MedNetworks Connects with $5M from Excel Venture Management

Social networks have been growing in popularity among patients and doctors in recent years as a means to share and gather important information from their peers. Now MedNetworks, a Newton, MA-based startup, has nailed down $5 million in a Series A funding round from Excel Venture Management to commercialize technology that makes data generated from social networks more useful for stakeholders in healthcare.
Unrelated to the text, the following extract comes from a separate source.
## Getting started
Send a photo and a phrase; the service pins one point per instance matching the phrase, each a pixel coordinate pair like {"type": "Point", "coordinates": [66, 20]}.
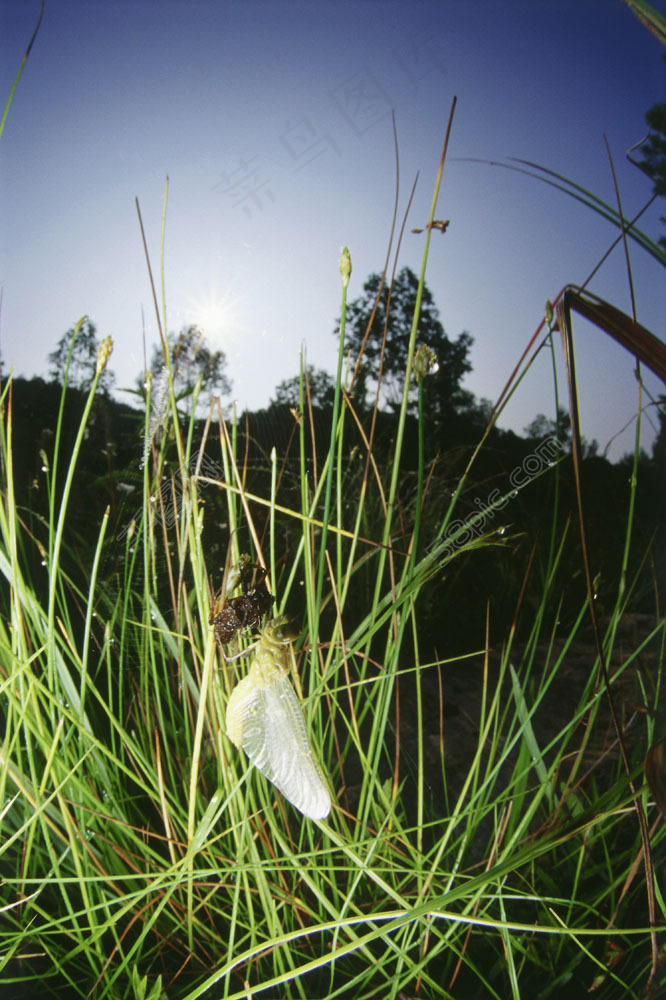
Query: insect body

MedNetworks spun out of the Harvard University lab of Nicholas Christakis, the co-author of a 2009 book called Connected: The Surprising Power of Social Networks and How They Shape Our Lives. The company, which has an exclusive license to uses of Christakis’s technology in the healthcare sector, is developing analytics software that identifies patterns of influence in information networks. Its customers are expected to include drug companies, health plans, and hospitals. Juan Enriquez and Steve Gullans of Boston-based Excel Venture Management have joined the board of directors.

Perhaps it’s a sign that social networks could become an integral part of the healthcare landscape when venture capitalists fund a startup with technology to analyze the phenomenon. Drug companies are already paying to access data and other insights from users of social networking sites such as Sermo, the country’s largest social network for physicians, and PatientsLikeMe, which has online communities of patients. Both Sermo and PatientsLikeMe are based in Cambridge, MA.

With its analytics technology, MedNetworks appears to be positioning itself as the brains of such social networks. The company says its analytics software will enable its customers to map social networks, rank the influence of individuals in those networks, and track the strength and formation of connections among people in networks. Supposedly, the firm’s software could show a drug company, say, which social networking sites offer the best venue to promote certain products, as well as who are the most influential users in those social networks.

“While the applications for the social network analysis models coming out of the Christakis Lab are extraordinarily broad, healthcare offers an excellent starting point,” Larry Miller, MedNetworks’s CEO, in a statement. “It’s a sector where data are often available, but not always used effectively.”